The Variations on a Theme by Joseph Haydn, (German: Variationen über ein Thema von Jos. Haydn), now also called the Saint Anthony Variations, is a work in the form of a theme and variations, composed by Johannes Brahms in the summer of 1873 at Tutzing in Bavaria. It consists of a theme in B♭ major based on a "Chorale St Antoni", eight variations, and a finale. The work was published in two versions: for two pianos, written first but designated Op. 56b; and for orchestra, designated Op. 56a.
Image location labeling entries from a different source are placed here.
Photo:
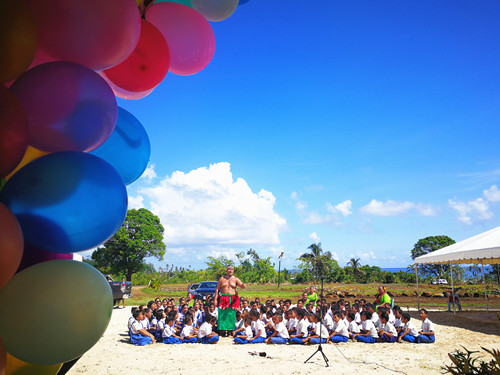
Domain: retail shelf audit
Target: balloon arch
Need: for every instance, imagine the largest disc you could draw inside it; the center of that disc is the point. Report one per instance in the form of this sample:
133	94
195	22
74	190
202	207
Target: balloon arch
67	152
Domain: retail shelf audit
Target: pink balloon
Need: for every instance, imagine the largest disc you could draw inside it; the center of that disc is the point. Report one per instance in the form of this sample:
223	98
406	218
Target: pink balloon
189	36
125	94
69	107
147	66
11	245
95	33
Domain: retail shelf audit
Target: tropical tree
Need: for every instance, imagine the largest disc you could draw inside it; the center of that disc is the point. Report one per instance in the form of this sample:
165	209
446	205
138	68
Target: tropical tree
140	236
427	245
355	263
317	262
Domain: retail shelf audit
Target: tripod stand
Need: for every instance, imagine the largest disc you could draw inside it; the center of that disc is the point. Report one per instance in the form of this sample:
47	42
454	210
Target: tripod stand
320	348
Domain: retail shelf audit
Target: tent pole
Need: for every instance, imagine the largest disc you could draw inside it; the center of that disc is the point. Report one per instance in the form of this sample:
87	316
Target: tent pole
452	290
484	285
418	294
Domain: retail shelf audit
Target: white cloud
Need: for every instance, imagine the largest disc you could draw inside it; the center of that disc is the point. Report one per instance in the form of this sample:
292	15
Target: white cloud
492	194
345	208
476	210
149	174
395	208
314	237
207	207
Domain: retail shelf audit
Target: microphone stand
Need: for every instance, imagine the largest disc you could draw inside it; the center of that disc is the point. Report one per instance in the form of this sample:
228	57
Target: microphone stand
320	348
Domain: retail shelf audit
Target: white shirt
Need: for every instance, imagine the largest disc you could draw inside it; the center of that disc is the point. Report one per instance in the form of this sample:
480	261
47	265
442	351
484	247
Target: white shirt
409	325
205	330
370	327
282	331
187	331
427	326
167	331
353	327
341	328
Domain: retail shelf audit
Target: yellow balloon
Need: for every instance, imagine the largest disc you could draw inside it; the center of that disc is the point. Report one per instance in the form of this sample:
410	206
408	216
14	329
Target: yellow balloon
18	38
17	367
30	155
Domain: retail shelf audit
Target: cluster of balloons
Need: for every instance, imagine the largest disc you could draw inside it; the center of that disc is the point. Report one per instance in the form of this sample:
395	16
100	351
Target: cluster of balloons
67	152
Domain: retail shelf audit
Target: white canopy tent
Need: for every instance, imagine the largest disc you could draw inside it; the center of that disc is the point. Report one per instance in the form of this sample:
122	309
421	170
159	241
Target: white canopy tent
481	249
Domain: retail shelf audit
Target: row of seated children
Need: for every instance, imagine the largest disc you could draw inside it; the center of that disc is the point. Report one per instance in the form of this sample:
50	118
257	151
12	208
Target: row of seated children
298	326
144	329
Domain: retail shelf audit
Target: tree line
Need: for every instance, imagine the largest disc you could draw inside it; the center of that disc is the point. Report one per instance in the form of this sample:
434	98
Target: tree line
141	236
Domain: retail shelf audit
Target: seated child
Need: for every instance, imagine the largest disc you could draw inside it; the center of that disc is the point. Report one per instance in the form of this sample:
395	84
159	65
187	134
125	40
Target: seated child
353	327
244	335
408	332
258	328
386	332
168	335
301	331
189	333
205	334
280	334
138	334
320	334
160	323
131	319
369	333
426	334
340	332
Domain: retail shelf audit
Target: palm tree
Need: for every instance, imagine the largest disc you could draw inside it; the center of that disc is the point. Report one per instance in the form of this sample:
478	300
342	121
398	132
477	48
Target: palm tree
317	259
355	264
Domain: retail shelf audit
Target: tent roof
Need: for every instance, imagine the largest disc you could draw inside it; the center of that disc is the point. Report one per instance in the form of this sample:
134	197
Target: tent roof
483	248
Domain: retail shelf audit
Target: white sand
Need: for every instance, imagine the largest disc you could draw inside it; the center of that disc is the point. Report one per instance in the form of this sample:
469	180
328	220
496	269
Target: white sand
114	355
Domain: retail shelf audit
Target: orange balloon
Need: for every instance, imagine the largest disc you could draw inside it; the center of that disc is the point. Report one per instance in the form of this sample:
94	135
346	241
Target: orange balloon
17	367
11	245
18	38
30	155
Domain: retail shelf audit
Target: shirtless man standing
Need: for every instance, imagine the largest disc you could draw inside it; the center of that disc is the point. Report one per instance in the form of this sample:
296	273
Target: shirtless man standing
227	300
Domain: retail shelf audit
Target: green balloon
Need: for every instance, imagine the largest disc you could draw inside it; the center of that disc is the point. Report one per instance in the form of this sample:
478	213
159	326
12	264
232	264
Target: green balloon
183	2
70	308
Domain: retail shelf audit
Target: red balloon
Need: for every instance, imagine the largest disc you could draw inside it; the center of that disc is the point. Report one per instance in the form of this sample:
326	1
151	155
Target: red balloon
95	33
11	245
189	35
146	67
13	131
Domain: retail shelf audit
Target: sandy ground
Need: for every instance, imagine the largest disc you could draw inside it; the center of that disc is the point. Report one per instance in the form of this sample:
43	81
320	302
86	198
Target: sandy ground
114	355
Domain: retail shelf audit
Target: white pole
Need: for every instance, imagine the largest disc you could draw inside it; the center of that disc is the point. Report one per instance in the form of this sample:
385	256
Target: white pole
452	290
484	285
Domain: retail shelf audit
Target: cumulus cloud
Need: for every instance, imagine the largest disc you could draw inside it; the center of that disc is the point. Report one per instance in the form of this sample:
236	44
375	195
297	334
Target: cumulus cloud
207	206
314	237
492	194
396	208
345	208
468	212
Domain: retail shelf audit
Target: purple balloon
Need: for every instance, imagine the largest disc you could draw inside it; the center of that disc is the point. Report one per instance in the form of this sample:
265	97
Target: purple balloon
69	107
33	255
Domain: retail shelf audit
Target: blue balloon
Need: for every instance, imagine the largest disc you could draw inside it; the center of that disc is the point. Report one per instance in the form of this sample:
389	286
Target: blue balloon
128	148
67	201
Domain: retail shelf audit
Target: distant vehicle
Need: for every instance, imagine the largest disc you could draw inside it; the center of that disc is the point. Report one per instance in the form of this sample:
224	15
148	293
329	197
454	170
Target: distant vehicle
120	291
439	282
193	287
206	288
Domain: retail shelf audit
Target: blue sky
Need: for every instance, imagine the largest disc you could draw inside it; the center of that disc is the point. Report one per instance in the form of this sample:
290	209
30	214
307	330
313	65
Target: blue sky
365	125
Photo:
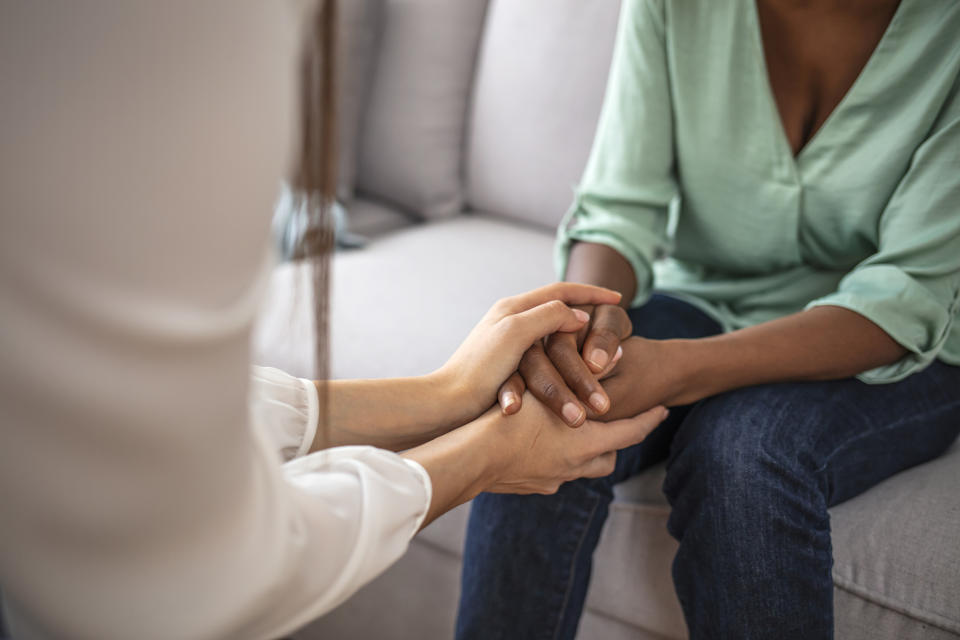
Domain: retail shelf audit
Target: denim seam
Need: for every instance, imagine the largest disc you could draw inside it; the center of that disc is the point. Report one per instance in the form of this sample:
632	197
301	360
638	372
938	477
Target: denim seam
572	572
895	605
657	509
896	425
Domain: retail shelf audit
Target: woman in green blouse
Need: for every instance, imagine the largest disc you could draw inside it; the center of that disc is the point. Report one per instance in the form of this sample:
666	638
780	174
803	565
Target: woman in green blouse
797	166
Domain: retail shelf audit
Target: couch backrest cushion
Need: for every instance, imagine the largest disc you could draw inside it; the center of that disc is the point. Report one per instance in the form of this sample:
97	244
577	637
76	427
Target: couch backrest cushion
411	149
359	23
541	73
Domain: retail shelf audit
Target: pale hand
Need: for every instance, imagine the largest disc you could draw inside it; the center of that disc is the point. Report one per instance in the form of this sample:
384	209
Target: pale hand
537	451
492	351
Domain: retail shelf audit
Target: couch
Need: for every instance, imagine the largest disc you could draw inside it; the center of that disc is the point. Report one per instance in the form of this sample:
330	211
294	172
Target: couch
464	127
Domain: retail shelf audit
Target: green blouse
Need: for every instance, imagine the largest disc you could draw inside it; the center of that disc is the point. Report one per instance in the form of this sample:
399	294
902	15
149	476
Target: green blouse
692	180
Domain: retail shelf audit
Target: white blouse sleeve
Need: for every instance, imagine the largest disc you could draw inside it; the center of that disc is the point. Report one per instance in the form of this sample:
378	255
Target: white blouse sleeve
142	150
287	408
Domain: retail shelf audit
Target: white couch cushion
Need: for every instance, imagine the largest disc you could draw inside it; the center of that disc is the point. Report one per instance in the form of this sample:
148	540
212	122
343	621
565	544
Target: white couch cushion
403	304
411	147
359	23
541	74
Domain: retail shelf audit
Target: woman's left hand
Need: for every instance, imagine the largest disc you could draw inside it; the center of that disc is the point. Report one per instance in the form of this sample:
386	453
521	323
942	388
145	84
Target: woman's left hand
492	351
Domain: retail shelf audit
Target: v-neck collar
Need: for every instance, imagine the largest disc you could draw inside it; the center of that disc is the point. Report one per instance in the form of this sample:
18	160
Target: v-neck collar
867	70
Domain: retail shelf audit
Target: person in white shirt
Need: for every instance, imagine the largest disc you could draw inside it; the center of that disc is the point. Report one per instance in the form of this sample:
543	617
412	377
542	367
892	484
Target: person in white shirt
141	145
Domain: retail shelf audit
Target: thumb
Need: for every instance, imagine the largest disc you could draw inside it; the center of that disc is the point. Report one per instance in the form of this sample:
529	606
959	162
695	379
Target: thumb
619	434
544	319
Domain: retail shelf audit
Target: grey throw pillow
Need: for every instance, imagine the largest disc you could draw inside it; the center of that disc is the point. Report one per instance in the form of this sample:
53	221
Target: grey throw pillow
411	147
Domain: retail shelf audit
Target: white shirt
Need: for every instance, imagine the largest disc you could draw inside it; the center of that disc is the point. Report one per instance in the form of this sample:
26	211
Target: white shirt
141	147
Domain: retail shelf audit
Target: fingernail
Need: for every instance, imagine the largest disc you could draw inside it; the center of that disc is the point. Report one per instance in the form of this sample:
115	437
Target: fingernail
599	358
571	413
598	402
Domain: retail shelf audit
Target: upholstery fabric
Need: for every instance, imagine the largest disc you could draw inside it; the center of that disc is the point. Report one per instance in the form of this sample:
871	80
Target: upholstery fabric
897	548
360	21
411	149
541	73
371	218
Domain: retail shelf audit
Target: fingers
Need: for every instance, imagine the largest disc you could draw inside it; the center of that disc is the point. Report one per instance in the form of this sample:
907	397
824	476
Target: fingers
613	365
610	326
562	350
568	292
523	329
546	384
510	395
620	434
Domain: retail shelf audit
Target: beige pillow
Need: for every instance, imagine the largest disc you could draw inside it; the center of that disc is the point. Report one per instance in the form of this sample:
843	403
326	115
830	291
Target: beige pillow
411	146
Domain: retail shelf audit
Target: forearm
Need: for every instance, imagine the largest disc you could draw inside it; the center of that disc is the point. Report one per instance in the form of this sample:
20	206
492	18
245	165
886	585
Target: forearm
393	414
824	343
600	265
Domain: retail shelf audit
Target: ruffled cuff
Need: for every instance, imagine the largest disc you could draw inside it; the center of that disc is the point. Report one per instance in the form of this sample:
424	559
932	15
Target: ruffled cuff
286	407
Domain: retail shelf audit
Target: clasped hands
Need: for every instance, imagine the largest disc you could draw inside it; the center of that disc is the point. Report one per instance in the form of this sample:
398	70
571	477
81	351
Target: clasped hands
525	353
596	372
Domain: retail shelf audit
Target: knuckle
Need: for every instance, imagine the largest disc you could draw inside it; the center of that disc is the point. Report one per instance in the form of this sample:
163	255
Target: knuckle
507	325
556	306
558	348
548	389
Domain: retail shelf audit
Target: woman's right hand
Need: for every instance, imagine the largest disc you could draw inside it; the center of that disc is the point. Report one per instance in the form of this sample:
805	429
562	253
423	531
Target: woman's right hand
531	451
534	451
564	371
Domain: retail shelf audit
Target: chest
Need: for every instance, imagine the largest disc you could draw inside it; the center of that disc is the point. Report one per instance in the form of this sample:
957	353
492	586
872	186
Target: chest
814	52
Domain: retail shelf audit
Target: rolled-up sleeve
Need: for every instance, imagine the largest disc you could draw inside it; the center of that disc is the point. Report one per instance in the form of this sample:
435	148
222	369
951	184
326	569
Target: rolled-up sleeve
627	187
910	287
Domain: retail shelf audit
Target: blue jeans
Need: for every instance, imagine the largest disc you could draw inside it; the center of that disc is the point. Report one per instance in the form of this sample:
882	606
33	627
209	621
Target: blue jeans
750	476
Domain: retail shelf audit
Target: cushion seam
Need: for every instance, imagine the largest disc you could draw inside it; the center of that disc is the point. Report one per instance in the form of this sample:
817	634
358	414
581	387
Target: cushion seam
887	602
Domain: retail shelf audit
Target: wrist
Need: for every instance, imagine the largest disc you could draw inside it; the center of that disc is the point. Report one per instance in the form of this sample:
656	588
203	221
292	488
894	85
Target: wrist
454	399
685	371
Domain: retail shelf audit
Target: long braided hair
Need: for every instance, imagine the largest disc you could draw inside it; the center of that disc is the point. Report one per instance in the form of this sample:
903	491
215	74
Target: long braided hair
315	177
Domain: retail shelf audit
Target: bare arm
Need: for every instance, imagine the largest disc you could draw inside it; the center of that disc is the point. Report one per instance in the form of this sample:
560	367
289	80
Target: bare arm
824	343
600	265
401	413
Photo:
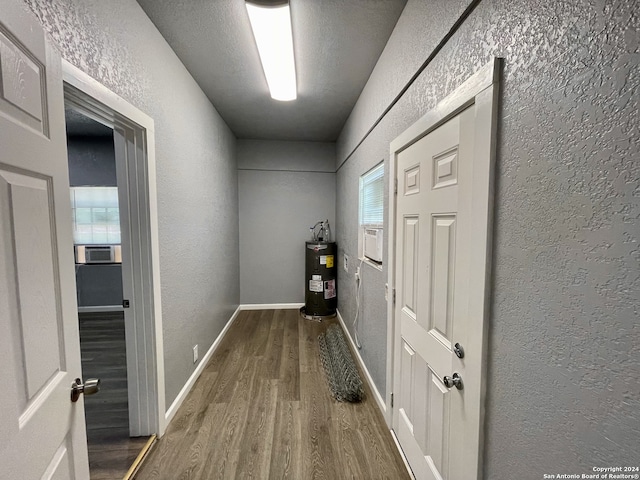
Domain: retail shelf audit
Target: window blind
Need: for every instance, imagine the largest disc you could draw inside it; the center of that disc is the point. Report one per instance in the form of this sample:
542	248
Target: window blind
372	196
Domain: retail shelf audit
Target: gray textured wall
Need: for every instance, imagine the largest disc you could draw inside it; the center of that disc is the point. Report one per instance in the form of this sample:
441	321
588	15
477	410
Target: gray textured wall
92	161
284	188
564	346
116	43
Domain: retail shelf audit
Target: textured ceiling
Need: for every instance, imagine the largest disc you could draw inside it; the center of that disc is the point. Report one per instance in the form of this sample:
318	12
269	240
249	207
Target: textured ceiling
336	42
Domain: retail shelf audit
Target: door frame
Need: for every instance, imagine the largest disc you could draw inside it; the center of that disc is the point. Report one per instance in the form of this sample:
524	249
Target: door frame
481	90
134	141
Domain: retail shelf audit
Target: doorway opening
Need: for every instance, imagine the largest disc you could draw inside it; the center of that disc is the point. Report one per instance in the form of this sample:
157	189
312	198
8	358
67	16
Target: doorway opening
115	219
101	317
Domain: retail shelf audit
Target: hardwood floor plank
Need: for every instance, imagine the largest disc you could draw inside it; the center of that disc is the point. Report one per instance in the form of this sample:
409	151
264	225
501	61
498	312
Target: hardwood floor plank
286	448
103	349
262	409
290	363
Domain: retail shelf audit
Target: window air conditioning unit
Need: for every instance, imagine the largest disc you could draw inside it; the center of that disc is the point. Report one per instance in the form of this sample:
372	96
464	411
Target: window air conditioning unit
98	254
373	244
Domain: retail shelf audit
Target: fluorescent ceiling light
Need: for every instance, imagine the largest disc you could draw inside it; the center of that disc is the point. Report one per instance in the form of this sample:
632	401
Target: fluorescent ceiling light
272	31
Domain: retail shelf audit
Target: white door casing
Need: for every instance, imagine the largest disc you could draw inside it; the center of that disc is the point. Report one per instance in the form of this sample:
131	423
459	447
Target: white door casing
42	433
134	142
439	265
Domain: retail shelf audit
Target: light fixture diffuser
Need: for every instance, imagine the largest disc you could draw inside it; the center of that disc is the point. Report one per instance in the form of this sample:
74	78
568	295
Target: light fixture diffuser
271	27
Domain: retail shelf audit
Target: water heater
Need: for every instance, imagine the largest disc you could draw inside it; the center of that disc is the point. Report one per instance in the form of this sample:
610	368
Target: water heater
320	297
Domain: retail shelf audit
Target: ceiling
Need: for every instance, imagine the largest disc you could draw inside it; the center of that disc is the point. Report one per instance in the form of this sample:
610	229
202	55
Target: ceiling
336	44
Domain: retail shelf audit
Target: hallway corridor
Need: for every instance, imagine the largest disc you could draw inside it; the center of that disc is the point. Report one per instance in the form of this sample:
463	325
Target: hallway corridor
262	409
The orchestral version is better known and much more often heard than the two-piano version. It is often said to be the first independent set of variations for orchestra in the history of music, although there is at least one earlier piece in the same form, Antonio Salieri's Twenty-six Variations on 'La folia di Spagna' written in 1815.
Brahms's orchestral variations are scored for piccolo, 2 flutes, 2 oboes, 2 clarinets, 2 bassoons, contrabassoon, 4 horns (2 in E♭, 2 in B♭), 2 trumpets, timpani, triangle, and the normal string section of first and second violins, violas, cellos and double basses. The piece usually takes about 18 minutes to perform.
The first performance of the orchestral version was given on 2 November 1873 by the Vienna Philharmonic Orchestra under Brahms's baton.